Zeitgeist
Grüne Frage: Ist nachhaltiger Konsum nicht ziemlich elitär?
- Text: Stephanie Hess
- Bild: Instagram / kimkardashian
Wer viel Geld hat, kann ganz einfach ökologisch konsumieren – und sich dabei auch noch moralisch überlegen fühlen, oder? Stephanie Hess, annabelle-Expertin für Nachhaltigkeit, klärt auf.
Dieser Artikel ist erstmalig im Dezember 2021 erschienen.
Statussymbole wie Rolex und Porsche sind over. An ihre Stelle treten Bio-Tomaten, Yogaferien, ein Tesla. Die Elite verfüge heutzutage nicht mehr nur über mehr Geld und höhere Bildung, schreibt die US-Soziologin Elizabeth Currid-Halkett in ihrem Buch «Fair gehandelt?». Sie könne dadurch auch viel einfacher nachhaltig konsumieren – und sich dabei auch moralisch überlegen fühlen. Das verstärke die sozialen Ungleichheiten.
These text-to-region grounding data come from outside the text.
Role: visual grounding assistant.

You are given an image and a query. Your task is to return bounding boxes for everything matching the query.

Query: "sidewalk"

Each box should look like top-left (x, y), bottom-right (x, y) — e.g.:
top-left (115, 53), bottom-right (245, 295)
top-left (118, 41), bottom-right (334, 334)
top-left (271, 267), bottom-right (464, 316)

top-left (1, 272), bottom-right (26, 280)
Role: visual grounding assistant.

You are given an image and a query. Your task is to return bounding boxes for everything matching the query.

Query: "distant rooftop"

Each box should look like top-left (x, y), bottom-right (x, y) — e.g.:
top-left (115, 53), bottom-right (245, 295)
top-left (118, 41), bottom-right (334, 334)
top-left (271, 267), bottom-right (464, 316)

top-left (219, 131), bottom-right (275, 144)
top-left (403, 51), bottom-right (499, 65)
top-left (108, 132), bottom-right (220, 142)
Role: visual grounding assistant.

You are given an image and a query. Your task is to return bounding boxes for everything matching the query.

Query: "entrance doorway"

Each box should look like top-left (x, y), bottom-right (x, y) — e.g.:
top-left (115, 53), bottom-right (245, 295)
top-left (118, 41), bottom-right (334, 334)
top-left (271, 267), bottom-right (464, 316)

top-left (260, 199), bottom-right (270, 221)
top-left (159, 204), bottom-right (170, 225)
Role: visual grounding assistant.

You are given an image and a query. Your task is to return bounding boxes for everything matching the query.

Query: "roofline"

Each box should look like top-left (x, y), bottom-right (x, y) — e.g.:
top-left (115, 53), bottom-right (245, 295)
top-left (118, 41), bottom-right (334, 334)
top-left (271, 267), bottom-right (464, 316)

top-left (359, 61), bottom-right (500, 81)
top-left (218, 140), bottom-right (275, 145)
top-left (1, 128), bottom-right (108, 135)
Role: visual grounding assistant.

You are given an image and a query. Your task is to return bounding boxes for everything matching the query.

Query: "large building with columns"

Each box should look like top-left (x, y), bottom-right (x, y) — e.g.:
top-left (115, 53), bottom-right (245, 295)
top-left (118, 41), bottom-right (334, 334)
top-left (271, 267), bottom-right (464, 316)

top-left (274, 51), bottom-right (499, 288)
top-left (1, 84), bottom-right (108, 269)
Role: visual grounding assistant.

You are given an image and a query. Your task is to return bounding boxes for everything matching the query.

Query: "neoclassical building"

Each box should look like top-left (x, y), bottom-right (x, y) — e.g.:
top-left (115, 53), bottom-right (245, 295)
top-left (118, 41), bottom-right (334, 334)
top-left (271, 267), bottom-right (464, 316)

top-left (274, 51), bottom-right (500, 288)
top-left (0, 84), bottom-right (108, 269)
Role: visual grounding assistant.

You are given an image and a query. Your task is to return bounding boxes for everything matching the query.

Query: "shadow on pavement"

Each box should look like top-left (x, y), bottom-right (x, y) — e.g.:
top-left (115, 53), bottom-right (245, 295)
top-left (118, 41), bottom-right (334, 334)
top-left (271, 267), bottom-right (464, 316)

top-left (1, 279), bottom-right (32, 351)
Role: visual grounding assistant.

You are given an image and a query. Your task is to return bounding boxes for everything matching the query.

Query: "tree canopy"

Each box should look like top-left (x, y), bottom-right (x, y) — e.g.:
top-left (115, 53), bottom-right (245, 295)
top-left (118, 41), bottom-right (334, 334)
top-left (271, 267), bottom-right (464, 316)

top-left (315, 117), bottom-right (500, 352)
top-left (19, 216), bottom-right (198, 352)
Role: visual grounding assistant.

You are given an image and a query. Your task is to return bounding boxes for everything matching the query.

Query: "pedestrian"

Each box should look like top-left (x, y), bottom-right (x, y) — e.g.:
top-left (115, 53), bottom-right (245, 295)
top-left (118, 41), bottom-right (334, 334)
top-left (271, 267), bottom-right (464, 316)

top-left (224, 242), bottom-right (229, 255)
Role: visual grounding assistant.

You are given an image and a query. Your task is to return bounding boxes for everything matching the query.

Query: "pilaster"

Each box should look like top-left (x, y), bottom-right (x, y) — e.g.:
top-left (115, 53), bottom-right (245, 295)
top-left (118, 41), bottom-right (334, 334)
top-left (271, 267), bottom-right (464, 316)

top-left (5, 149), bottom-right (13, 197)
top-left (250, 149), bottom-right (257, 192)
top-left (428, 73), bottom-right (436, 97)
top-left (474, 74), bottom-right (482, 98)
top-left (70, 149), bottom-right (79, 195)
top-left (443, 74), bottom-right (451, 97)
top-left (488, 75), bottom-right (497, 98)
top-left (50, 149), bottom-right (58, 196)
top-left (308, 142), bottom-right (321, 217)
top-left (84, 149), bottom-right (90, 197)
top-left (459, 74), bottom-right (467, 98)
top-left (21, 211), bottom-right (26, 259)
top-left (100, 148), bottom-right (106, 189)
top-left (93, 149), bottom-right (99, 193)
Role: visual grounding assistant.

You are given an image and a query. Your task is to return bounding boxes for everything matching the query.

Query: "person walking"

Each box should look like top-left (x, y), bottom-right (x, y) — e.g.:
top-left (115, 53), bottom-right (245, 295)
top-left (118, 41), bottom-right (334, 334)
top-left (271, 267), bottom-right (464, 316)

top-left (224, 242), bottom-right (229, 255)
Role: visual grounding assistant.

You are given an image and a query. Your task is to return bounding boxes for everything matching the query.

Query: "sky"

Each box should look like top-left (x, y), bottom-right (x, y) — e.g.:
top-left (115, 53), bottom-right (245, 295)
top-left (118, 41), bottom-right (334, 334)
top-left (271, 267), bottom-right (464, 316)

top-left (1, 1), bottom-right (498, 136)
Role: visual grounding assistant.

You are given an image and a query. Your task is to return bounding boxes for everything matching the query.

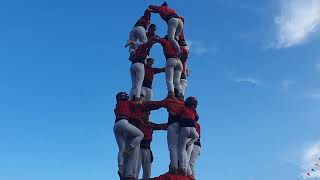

Stimmt. So betrachtet wirkt umweltbewusstes Verhalten wie ein elitärer Spleen. Nur: Diese vermeintlich grünen Statussymbole haben mit echter Nachhaltigkeit herzlich wenig gemein. Wer Bio-Tomaten kauft, aber ausschliesslich Fleisch aus Massentierhaltung auf den Tisch bringt, tut dem Klima keinen Gefallen. Genauso wenig wie jemand, der bisher ein Carsharing-Angebot nutzte oder einen sparsamen Benziner fuhr und sich nun einen neuen Tesla zulegt. Die Yogaferien auf Bali, nun ja, die haben ja wirklich in keinster Weise was mit einem nachhaltigen Verhalten gemein.
Ja, es ist kompliziert. Und mühsam. Und angesichts dessen, was uns da Elizabeth Currid-Halkett eröffnet, könnte man geneigt sein, im Kampf gegen den Klimawandel endgültig die Waffen zu strecken. Denn: jetzt ist ökologischer Konsum auch noch unfair.
«Wir sollten uns nicht in individuellen Konsumentscheidungen verheddern»
Wie kommen wir aus diesem Dilemma nur heraus? Ich mag die Antwort der Klimajugend, die sagt: Wir sollten uns nicht in individuellen Konsumentscheidungen verheddern. Sondern unsere Anstrengungen auf die grossen Hebel konzentrieren, die all diesen Einzelentscheidungen ihr Gewicht nehmen können.
Anstatt uns also über das Flug- und Essverhalten anderer aufzuregen, sollten wir versuchen, das System zu verändern; an Demos, mit Petitionen, an der Urne, in Gesprächen. Etwa dahingehend, dass nachhaltige Produkte günstiger werden als umweltschädliche. Damit Bio-Tomaten kein Statussymbol mehr sind, sondern die Norm für uns alle.
Stephanie Hess ist Leiterin des Reportage-Ressorts und Autorin des Ratgebers «Ökologisch!» (Beobachter-Edition, 2020). Sie sucht für euch Antworten auf alle grünen Fragen. Schreibt ihr! Stephanies Mailadresse: [email protected]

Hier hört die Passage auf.